Sorry, I should have been clearer. What type plugs do their non DCC locos take? DCC ready.


----------



## CTValleyRR (Jul 26, 2014)

My Spectrums were both 8 pin plugs.


----------



## Cycleops (Dec 6, 2014)

Thank you CTVRR. the font of all knowledge!


----------



## CTValleyRR (Jul 26, 2014)

I thank you, Sir.

I think it's more a case of "Even a blind squirrel finds a nut occasionally".


----------



## MrMoose (Dec 22, 2014)

I bought a Bachmann DCC ready loco and it had a 8-pin plug on the light board.

H633Y=PCB01 is the model stamped on the board


----------



## Cycleops (Dec 6, 2014)

Thanks guys, Well, I guess it's a decoder with an eight pin plug when I get my new S4. It's interesting to note that SoundTraxx make the sound decoder which is installed in the sound equipped version and Bachmann ask you to stump up very nearly as much as the equivalent Tsunami model but is rather lighter on features, if bought separately.
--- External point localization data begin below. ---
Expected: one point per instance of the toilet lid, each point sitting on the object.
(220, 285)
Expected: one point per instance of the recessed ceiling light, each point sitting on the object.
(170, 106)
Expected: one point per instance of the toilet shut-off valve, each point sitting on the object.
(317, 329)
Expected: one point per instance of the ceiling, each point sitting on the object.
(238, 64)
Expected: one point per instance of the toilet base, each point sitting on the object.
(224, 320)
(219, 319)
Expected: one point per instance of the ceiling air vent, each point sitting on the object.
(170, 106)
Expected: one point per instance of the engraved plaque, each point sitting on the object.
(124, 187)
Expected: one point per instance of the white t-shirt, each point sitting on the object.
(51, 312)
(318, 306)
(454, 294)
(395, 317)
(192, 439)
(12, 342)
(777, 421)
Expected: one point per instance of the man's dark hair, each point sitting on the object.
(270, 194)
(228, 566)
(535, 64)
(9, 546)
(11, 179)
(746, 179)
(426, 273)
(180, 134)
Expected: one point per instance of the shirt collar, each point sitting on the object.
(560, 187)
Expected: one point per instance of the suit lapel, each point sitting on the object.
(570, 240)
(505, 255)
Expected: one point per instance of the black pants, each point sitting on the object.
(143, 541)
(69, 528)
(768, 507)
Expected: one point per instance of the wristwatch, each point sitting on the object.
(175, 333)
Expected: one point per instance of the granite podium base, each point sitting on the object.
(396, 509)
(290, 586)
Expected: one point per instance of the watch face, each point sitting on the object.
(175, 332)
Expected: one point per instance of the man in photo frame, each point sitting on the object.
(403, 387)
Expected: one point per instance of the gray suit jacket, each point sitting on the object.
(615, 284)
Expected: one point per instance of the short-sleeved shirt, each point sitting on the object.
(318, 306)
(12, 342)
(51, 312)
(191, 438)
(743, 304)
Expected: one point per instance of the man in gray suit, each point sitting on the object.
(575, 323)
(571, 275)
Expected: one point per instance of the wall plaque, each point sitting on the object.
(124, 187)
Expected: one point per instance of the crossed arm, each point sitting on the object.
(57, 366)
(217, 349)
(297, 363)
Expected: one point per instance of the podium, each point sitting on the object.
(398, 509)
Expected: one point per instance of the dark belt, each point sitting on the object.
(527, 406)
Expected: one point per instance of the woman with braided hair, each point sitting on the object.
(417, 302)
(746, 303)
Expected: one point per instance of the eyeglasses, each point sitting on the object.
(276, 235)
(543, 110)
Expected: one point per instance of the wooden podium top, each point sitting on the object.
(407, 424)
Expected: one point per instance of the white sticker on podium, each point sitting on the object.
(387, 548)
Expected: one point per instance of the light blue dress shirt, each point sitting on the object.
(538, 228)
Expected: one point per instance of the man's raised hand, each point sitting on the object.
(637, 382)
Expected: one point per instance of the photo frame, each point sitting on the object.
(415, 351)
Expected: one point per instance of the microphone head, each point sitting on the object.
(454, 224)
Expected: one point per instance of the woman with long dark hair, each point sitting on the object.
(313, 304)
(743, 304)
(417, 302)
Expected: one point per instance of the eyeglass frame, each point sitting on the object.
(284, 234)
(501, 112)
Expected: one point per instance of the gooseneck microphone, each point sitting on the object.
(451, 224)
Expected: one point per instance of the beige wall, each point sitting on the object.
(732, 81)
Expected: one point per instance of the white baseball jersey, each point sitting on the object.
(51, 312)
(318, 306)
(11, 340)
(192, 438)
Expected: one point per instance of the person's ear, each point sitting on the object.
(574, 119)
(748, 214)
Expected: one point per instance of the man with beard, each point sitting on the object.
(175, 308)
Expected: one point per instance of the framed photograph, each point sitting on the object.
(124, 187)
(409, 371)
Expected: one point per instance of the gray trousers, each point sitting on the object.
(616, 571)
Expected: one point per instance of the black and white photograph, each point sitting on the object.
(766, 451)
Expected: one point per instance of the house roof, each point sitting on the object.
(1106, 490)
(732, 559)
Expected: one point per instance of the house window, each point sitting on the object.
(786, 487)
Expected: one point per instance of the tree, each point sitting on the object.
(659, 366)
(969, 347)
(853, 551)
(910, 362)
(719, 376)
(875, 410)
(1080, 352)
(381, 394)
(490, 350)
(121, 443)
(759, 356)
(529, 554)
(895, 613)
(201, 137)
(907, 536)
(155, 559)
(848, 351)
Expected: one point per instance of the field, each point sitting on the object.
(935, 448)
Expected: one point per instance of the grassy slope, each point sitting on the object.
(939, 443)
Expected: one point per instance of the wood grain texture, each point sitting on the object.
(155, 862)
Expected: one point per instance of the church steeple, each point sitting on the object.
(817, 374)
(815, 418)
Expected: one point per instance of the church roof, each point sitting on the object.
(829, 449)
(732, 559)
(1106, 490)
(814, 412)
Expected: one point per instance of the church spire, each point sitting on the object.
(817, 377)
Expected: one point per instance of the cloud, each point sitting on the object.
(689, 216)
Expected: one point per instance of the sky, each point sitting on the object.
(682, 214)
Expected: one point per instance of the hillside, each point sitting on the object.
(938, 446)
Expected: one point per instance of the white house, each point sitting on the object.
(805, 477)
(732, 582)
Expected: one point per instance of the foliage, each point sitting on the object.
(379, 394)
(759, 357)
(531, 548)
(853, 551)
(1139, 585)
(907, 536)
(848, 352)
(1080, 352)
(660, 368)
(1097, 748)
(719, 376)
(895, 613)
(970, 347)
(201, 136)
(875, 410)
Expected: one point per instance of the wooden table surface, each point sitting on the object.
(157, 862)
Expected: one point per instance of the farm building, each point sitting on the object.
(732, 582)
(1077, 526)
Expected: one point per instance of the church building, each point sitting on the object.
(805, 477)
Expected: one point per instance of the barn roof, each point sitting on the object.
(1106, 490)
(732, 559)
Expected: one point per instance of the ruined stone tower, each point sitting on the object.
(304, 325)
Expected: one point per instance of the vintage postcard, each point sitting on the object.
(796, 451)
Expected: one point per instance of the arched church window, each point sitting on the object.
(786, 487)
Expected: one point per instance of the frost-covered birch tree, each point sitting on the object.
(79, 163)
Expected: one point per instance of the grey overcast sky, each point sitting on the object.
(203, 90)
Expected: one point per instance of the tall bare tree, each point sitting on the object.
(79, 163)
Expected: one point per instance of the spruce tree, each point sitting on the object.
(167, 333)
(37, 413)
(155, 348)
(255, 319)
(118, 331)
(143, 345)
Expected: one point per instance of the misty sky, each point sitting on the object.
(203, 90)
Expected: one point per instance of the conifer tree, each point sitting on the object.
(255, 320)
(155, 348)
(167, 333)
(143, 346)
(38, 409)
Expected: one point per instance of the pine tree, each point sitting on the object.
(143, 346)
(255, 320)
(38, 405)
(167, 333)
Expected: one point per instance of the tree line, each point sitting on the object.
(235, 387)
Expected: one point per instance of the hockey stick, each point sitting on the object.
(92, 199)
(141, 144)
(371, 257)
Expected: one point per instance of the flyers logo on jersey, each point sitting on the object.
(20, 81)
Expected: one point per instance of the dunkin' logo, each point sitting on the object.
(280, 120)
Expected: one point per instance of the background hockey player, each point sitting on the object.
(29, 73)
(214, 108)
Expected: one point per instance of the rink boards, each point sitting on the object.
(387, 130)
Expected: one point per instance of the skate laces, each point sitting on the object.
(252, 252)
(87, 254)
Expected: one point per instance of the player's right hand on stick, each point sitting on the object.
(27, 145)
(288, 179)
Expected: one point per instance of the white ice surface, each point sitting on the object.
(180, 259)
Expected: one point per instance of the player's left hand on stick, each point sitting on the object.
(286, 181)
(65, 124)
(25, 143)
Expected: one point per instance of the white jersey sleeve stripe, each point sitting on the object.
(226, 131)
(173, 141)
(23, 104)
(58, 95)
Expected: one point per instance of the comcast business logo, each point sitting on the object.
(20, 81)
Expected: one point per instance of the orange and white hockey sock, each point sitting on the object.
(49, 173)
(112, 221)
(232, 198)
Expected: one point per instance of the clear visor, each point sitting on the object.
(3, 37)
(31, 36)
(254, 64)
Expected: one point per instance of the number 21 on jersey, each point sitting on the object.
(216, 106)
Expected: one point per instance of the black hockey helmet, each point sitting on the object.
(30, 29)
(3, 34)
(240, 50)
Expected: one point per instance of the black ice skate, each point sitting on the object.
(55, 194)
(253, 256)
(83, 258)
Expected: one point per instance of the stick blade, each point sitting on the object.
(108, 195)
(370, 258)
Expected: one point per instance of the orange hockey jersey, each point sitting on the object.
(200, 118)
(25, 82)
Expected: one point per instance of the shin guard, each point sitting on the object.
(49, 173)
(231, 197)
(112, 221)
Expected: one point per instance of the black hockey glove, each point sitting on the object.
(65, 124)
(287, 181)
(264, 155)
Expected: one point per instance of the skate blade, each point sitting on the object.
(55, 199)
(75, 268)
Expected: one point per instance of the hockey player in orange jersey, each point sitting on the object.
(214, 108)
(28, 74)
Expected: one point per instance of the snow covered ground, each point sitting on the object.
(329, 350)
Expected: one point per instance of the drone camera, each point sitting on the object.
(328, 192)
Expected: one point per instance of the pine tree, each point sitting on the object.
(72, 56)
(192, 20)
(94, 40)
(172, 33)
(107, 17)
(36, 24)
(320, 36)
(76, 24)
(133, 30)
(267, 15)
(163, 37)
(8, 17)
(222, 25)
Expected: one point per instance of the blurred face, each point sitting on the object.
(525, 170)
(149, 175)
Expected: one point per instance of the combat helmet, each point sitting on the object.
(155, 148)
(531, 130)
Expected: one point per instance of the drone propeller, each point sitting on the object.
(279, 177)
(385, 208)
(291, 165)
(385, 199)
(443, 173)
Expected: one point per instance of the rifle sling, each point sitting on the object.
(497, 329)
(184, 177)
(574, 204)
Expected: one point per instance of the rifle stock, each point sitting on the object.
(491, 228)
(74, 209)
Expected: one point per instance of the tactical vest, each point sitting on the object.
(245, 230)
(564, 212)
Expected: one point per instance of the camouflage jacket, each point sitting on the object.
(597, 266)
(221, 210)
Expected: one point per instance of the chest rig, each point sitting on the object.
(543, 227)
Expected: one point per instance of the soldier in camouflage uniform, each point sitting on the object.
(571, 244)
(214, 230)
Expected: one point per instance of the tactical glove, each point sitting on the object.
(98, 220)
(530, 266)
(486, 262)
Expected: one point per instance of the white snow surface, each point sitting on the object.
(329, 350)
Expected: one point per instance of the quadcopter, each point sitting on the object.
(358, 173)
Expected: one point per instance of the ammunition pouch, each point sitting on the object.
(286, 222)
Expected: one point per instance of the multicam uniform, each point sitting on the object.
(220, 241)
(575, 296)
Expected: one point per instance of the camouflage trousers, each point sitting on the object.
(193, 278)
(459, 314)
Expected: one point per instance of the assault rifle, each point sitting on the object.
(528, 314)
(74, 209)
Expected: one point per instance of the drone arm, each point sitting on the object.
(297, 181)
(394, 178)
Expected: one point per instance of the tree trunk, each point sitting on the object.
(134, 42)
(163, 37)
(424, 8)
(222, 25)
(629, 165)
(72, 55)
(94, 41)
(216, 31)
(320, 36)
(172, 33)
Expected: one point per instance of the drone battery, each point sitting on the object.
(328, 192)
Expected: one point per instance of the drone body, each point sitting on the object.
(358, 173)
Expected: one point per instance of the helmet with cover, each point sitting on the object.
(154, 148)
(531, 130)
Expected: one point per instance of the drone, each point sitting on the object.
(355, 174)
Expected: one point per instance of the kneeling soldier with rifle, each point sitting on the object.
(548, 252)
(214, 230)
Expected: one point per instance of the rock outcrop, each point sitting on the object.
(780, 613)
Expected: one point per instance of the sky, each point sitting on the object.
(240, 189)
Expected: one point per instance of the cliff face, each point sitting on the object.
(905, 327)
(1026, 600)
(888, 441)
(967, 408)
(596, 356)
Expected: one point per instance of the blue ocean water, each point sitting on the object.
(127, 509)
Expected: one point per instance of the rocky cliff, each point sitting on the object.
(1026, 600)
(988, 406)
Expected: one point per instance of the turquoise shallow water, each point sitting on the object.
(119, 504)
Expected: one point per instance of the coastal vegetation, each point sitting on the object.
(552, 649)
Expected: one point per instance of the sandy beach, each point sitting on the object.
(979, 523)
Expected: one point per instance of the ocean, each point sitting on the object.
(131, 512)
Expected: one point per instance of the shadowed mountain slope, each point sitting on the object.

If purchased with the loco it's very much less though.


----------



## MrMoose (Dec 22, 2014)

Cycleops said:


> Thanks guys, Well, I guess it's a decoder with an eight pin plug when I get my new S4. It's interesting to note that SoundTraxx make the sound decoder which is installed in the sound equipped version and Bachmann ask you to stump up very nearly as much as the equivalent Tsunami model but is rather lighter on features, if bought separately. If purchased with the loco it's very much less though.


What S4 are you getting just DCC equipped or just DC, or with sound value?


----------



## Cycleops (Dec 6, 2014)

MrMoose I particularly wanted the SP version which is not available with sound, at least not where I was buying, so I will just put a regular decoder in. It'll be interesting to compare it to my thirty year old Atlas S4 made in Austria by Roco, which is a superb runner, although rather lacking in detail.


----------